Environmental Laboratory

Meet the World’s Smartest Beehive?

Dec 07 2014

This year, the prestigious IIEE / IBM Smarter Planet Challenge award was won by a group of students from University College Cork (UCC) in Ireland. The prize is given out to applicants worldwide who use smart technology to overcome a great challenge facing their local community. And which challenge did the UCC students choose to focus on? The plight of the common honeybee, of course.

The bee population of the world is falling dramatically, as discussed in detail in Why Are Bees in Decline? This spells trouble for the world as a whole, not just the black-and-yellow contingent of it, since much of the crops we use for agricultural needs (not to mention the vast majority of wild plant life) depend upon pollinators such as bees to cross-pollinate plant species.

One approach to the problem, which is championed by environmentally-conscious organisation the Soil Association, would be to outlaw the pesticides which damage bees and threaten their existence. However, the UCC students took an alternative approach, thinking outside of the box – they decided to create their own hive.

The Advantages of the Smart Beehive

The prototype beehive contains elements of mobile technology, wireless sensor networks, big data and cloud computing, all of which are used to collect data about the beehive. This data ranges from temperature and humidity to oxygen and carbon dioxide levels, as well as the detection of chemical pollutants on the bees themselves. All of the data is encrypted and stored in the beehive – the population of which acts as a further safety measure.

Meanwhile, the beehive garners all of its energy from solar panels, making it environmentally friendly as well as beneficial to the bees. Its inconspicuousness in the bees’ life and its durability in harsher climates means that real-time data can be collected about the bees’ home 24 hours a day. The constraints of daylight hours, heavy rainfall or whole swathes of the year when winter sets in had made such monitoring previously impossible.

Worthy Winners

The competition demanded that its applicants incorporate one or more of the aspects of big data analysis, cloud computing, cyber security and mobile technologies. In the event, the UCC team incorporated all four while producing an environmentally-friendly product which could go some distance to saving our bees from their endangered status.

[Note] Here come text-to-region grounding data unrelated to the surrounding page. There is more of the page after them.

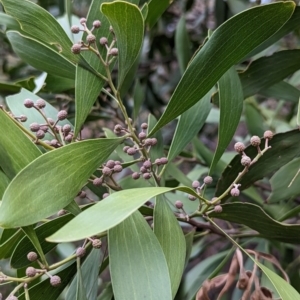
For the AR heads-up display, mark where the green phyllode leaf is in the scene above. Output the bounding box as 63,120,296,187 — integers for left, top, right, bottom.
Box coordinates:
47,186,199,242
101,1,144,89
108,210,172,300
149,2,295,135
210,67,243,172
154,195,186,298
0,138,122,228
209,203,300,244
146,0,170,29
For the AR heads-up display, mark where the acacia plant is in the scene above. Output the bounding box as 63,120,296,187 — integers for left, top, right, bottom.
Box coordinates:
1,0,300,299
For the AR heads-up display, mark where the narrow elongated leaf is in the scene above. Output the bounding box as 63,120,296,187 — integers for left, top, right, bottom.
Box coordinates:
209,203,300,244
97,283,113,300
66,249,101,300
6,31,75,79
0,109,41,179
149,2,295,135
259,81,300,103
101,1,144,88
240,50,300,98
0,11,20,30
184,229,195,267
268,158,300,203
1,0,78,63
175,15,191,74
215,130,300,198
0,138,122,228
154,196,186,297
109,210,172,300
148,114,164,161
0,229,24,259
47,186,199,242
0,171,10,199
167,90,212,163
76,259,89,300
210,67,243,172
146,0,170,29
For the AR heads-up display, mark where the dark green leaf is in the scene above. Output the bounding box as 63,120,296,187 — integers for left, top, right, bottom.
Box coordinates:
146,0,170,29
47,186,199,242
175,15,192,74
64,200,82,216
101,1,144,88
11,214,74,269
210,67,243,172
215,130,300,198
154,196,186,297
184,229,195,267
149,2,295,135
167,90,212,164
240,50,300,98
6,31,75,79
0,108,41,179
76,259,89,300
44,74,75,93
209,203,300,244
0,229,24,259
148,114,164,161
108,211,172,300
97,283,113,300
268,158,300,203
0,170,10,199
0,138,122,228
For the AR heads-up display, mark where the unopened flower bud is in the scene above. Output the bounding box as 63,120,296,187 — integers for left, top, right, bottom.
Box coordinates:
102,193,109,199
76,247,86,257
203,176,213,185
138,132,146,140
234,142,246,153
79,18,87,24
92,239,102,248
109,48,118,56
99,37,108,45
192,180,200,188
132,172,140,180
231,188,240,197
241,155,251,166
175,200,183,209
188,195,197,201
250,135,261,147
106,160,115,168
151,138,158,146
26,267,37,277
86,34,96,43
93,20,101,28
24,98,34,108
214,205,222,213
93,177,103,186
50,275,61,287
160,157,168,165
102,166,111,175
36,130,45,139
47,118,55,125
19,115,27,122
30,122,40,132
71,43,81,54
27,251,38,262
264,130,273,140
63,124,71,134
57,110,68,121
141,123,148,130
36,99,46,109
71,25,80,33
78,190,86,198
113,164,123,173
143,173,151,179
123,146,130,153
64,134,73,142
154,158,162,165
127,147,137,156
143,160,152,169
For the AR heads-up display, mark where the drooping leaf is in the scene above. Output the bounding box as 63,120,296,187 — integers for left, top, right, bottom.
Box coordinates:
149,2,295,135
154,195,186,298
101,1,144,88
66,249,101,300
210,67,243,172
209,203,300,244
175,15,192,74
146,0,170,29
268,157,300,203
6,31,75,79
167,90,212,164
108,210,172,300
240,50,300,98
215,130,300,198
47,186,200,242
0,138,122,228
0,109,41,179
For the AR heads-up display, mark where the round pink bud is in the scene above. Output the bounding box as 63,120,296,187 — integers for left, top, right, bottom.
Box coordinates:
50,275,61,287
36,130,45,139
123,146,130,153
57,209,67,216
192,180,200,188
93,20,101,28
143,173,151,180
155,158,162,165
132,172,140,180
93,177,103,186
76,247,86,257
50,139,59,147
241,155,251,166
214,205,223,213
47,118,55,125
78,190,86,199
115,160,121,165
151,138,158,146
7,296,18,300
27,251,38,262
24,98,34,108
144,138,152,146
71,25,80,33
19,115,27,122
175,200,183,209
160,157,168,165
99,37,108,45
114,124,123,133
63,124,71,133
64,134,73,142
79,18,87,24
126,147,137,156
143,160,152,169
141,123,148,130
203,176,213,185
92,239,102,248
102,193,109,199
36,99,46,108
140,166,147,173
188,195,197,201
234,142,246,153
250,135,261,147
264,130,273,140
86,34,96,43
230,188,240,197
71,43,81,54
57,110,68,121
26,267,37,277
40,125,48,132
138,132,146,140
106,160,115,168
109,48,118,56
102,166,111,176
113,164,123,173
30,122,40,132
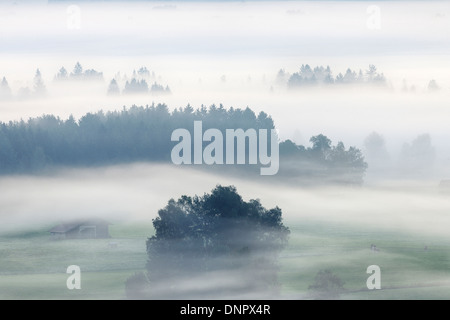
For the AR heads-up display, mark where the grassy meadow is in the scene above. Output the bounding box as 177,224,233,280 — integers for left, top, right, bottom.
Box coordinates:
0,217,449,300
0,221,152,300
280,219,450,299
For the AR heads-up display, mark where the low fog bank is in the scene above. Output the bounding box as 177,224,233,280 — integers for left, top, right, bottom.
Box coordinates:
1,163,450,240
127,265,284,300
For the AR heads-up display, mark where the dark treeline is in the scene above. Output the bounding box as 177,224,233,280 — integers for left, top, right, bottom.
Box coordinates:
0,104,367,184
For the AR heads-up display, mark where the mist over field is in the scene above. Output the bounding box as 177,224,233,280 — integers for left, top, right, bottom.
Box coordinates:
1,162,450,299
1,163,450,237
0,0,450,300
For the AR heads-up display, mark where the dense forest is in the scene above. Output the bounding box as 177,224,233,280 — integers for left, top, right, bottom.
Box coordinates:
0,104,367,184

The project was jokingly titled “2B OR!(2B): From the Beehive to the Cloud and Back”, a nod to its technological abilities as well as to the playwright William Shakespeare, and scooped the €5,000 prize which was funded by IBM. Besides Shakespeare, the team also gave thanks to the logic and probabilities theories of George Boole, a mathematician working back in the first half of the 19th century.

Though they may not know it, the bees may well have Boole – and the folks at UCC, of course – a lot to thank for.